M. Pascal ROGARD, directeur général de la Société des auteurs et des compositeurs dramatiques (SACD)

La question de la durée du mandat d'un directeur d'EPCC est importante. Je considère, à ce propos, que la durée la plus adaptée est de cinq ans. Je note que cette durée correspond à celle que la loi a fixée pour le mandat du président de France Télévisions. Le législateur a, en effet, estimé que la durée initiale de trois ans était trop courte. C'est la raison pour laquelle il l'a portée à cinq ans.

Il importe cependant que les projets puissent être mis en concurrence les uns avec les autres de manière à établir un choix. Il est, en effet, inenvisageable que le mandat d'un directeur soit perpétuel et que le bilan de son action à la tête de l'EPCC ne puisse pas être dressé.

Concernant la question du contrat d'objectifs et de moyens, nous estimons que celui-ci devrait préciser plusieurs orientations. Je pense, en particulier, à la présence artistique au sein de l'établissement, aux actions en direction des publics les plus jeunes, au soutien à la création contemporaine des auteurs d'expression francophone ainsi qu'au projet en matière de démocratisation culturelle. Je note que le soutien aux auteurs d'expression francophone est trop souvent oublié parmi les objectifs de politique publique en matière théâtrale et de spectacle vivant.

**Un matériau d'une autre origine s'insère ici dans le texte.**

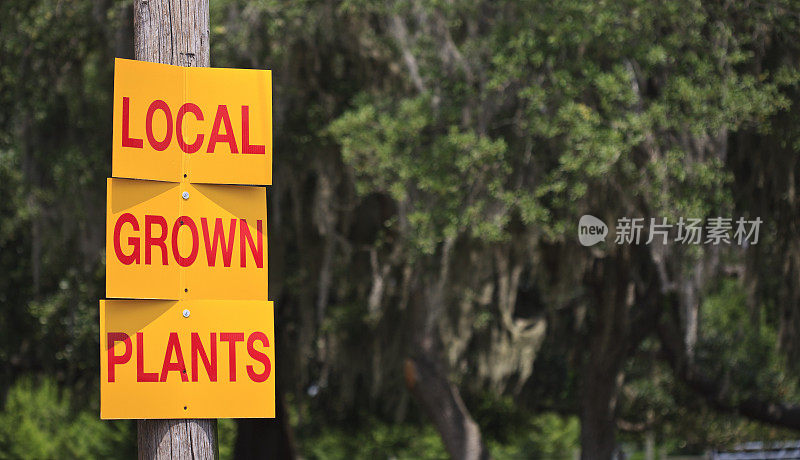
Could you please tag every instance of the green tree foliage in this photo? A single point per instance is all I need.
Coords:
(431, 162)
(40, 421)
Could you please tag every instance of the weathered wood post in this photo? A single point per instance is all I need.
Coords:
(174, 32)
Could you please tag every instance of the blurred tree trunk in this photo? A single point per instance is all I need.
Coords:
(425, 374)
(174, 32)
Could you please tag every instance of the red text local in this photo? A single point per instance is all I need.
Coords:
(221, 130)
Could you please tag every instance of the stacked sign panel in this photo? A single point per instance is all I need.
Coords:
(188, 331)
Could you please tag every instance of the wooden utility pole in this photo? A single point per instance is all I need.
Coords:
(174, 32)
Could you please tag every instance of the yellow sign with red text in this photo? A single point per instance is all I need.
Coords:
(202, 125)
(182, 359)
(190, 241)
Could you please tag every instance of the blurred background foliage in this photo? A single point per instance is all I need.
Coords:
(432, 160)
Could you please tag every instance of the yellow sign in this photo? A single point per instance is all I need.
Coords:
(182, 359)
(185, 241)
(203, 125)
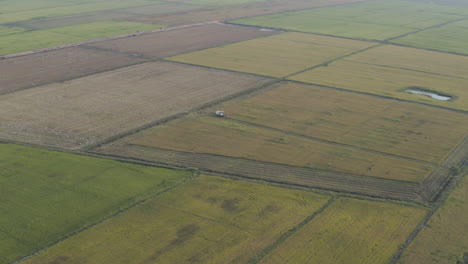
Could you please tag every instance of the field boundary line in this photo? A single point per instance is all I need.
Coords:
(333, 60)
(379, 96)
(406, 69)
(173, 117)
(382, 42)
(427, 28)
(260, 255)
(302, 9)
(333, 142)
(457, 158)
(119, 211)
(278, 164)
(14, 55)
(443, 195)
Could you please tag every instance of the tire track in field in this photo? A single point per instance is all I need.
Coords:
(433, 186)
(262, 253)
(272, 172)
(332, 142)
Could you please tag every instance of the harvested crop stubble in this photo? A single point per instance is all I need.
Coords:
(178, 41)
(58, 65)
(48, 195)
(83, 111)
(409, 130)
(375, 20)
(350, 231)
(208, 220)
(444, 239)
(275, 56)
(228, 138)
(389, 71)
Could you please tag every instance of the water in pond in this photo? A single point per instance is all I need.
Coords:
(430, 94)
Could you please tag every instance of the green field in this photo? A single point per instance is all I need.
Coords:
(276, 56)
(444, 239)
(33, 40)
(399, 128)
(208, 220)
(47, 195)
(229, 138)
(10, 30)
(375, 20)
(389, 71)
(451, 38)
(14, 11)
(223, 2)
(350, 231)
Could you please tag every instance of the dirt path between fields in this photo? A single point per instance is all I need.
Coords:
(14, 55)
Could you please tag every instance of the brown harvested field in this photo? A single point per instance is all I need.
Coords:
(229, 138)
(84, 111)
(36, 69)
(178, 41)
(230, 12)
(277, 56)
(399, 128)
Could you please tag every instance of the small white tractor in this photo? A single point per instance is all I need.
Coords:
(219, 113)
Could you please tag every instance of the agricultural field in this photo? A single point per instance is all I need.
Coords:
(350, 231)
(178, 41)
(399, 128)
(108, 15)
(58, 65)
(277, 56)
(229, 12)
(83, 111)
(444, 239)
(48, 195)
(344, 136)
(389, 71)
(373, 20)
(229, 138)
(4, 31)
(38, 39)
(450, 38)
(15, 11)
(208, 220)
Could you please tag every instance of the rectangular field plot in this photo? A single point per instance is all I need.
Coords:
(276, 56)
(233, 139)
(208, 220)
(174, 42)
(451, 37)
(350, 231)
(404, 129)
(375, 20)
(48, 195)
(83, 111)
(390, 71)
(58, 65)
(229, 12)
(33, 40)
(31, 9)
(444, 239)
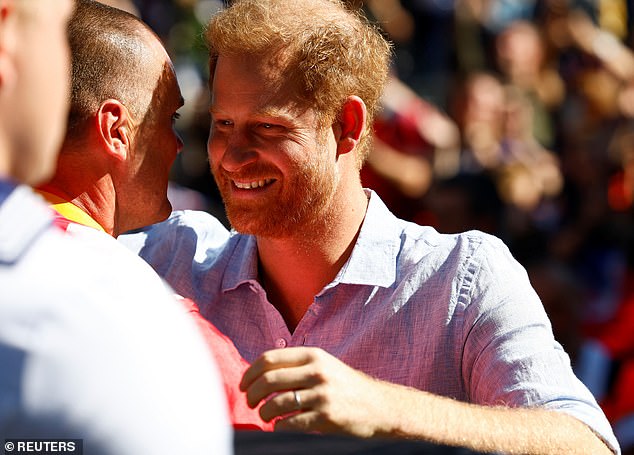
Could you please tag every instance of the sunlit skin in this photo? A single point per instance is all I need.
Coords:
(275, 168)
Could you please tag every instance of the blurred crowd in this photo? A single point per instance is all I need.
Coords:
(514, 117)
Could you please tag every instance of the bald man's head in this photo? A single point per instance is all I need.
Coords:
(114, 56)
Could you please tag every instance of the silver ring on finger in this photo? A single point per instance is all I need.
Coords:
(298, 400)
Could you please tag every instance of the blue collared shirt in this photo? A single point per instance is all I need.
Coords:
(454, 315)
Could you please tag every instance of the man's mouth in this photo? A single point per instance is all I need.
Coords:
(252, 185)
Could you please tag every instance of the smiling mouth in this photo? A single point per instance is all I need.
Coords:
(253, 185)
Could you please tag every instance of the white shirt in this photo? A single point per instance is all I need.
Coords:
(93, 346)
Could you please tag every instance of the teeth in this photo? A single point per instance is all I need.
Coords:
(252, 185)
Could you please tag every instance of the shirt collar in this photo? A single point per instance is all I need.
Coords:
(23, 218)
(373, 258)
(70, 211)
(372, 262)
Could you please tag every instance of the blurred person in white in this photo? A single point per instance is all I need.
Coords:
(92, 344)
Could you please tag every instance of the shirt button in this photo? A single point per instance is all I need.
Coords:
(280, 343)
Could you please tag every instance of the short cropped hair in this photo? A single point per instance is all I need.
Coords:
(109, 58)
(331, 51)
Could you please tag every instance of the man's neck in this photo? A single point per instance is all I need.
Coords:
(295, 269)
(91, 201)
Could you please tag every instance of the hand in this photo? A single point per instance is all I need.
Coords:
(331, 396)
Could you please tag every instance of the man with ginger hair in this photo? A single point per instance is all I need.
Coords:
(120, 143)
(387, 328)
(83, 325)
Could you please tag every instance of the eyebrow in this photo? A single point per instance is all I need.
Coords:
(265, 112)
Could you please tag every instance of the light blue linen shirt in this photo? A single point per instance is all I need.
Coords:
(454, 315)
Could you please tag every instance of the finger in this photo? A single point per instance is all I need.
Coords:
(279, 380)
(272, 360)
(285, 403)
(304, 421)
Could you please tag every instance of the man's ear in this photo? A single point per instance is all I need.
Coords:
(350, 124)
(115, 127)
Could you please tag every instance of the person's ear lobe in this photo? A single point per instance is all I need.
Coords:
(351, 124)
(115, 127)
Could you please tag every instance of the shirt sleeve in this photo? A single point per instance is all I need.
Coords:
(511, 357)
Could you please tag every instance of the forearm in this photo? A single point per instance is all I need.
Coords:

M. Cyril SNIADOWER, chef du bureau D-1 à la direction de la législation fiscale du ministère de l'économie, des finances et de l'industrie

Dans la mesure où pas un seul d'entre vous n'a fait part de ses problèmes fiscaux, j'en conclus que vous n'en souffrez pas ! Au risque de vous décevoir, je crois utile de préciser que les règles qui s'appliquent en matière fiscale sont particulièrement complexes. Je suis incapable de les expliquer de manière universelle, d'autant que j'ai cru comprendre que les missions attribuées aux EPCC peuvent être très diverses. Les règles fiscales ne tiennent pas compte des statuts, mais de la réalité des actions qui sont entreprises.

Le premier conseil que je souhaite donner est de vous inviter à vous rapprocher de votre direction des services fiscaux afin de bénéficier d'un éclaircissement concernant les règles qui s'appliquent. Je vous invite à le faire avant d'être confrontés à des difficultés. Concernant les problèmes de récupération de la TVA, je rappelle que la condition pour en bénéficier est soi-même de pouvoir prétendre à l'assujettissement à la TVA. Les recettes encaissées doivent y être soumises et la TVA ainsi récoltée doit être reversée à l'Etat, après déduction de celle que l'on a supportée soi-même. Un organisme de droit public n'est généralement pas soumis à la TVA : il ne peut donc nullement prétendre à la déduction. La condition pour être soumis à la TVA est d'exercer une activité lucrative concurrentielle. A ce que sache, l'activité culturelle ne remplit pas cette condition sine qua non. Je ne pense donc pas qu'il existe beaucoup de solutions pour résoudre les problèmes que certains des intervenants ont évoqués. La disposition relative à la TVA est le corollaire de la taxe sur les salaires. Si vous êtes assujettis à la TVA, vous n'êtes pas assujettis à la taxe sur les salaires et inversement. La plupart du temps, une partie des recettes est soumise à la taxe alors que l'autre ne l'est pas. Il convient alors de réaliser un travail de ventilation entre ce qui peut être déduit et ce qui ne peut pas l'être.

M. CORTEZ, directeur financier de l'EPCC du Pont du Gard

Je souhaite réagir à vos propos relatifs à l'assujettissement à la TVA. Notre EPCC est assujetti à la TVA. Dans la mesure où nous sommes un EPIC, nous devons être également immatriculés au registre du commerce et des sociétés. La question que je souhaite poser concerne le code des marchés publics. Je précise qu'elle n'a jamais été posée. Dans la mesure où nous exerçons en partie une activité dans le domaine commercial bien que nous soyons une structure publique, devons-nous nécessairement remplir les obligations qui sont liées à cette dernière structure ?

M. Jacques VALADE

Je propose que notre interlocuteur vous apporte une réponse à l'issue de notre séance.

M. Jean-Claude POMPOUGNAC, directeur de l'EPCC ARCADI (Action régionale pour la création artistique et la diffusion en Ile-de-France)

Si les directeurs d'EPCC sont les porteurs des projets artistiques, ils doivent impérativement pouvoir s'appuyer sur de remarquables administrateurs. Par ailleurs, je suis mal à l'aise lorsque les services concernés sont incapables de répondre à des questions qui devraient normalement découler de la réglementation adaptée à ce type de structure. Je m'interroge sur l'existence d'une interministérielle entre le ministère de l'économie, des finances et de l'industrie, celui de l'intérieur et celui de la culture et de la communication à ce sujet. Si elle n'existe pas, elle manque cruellement.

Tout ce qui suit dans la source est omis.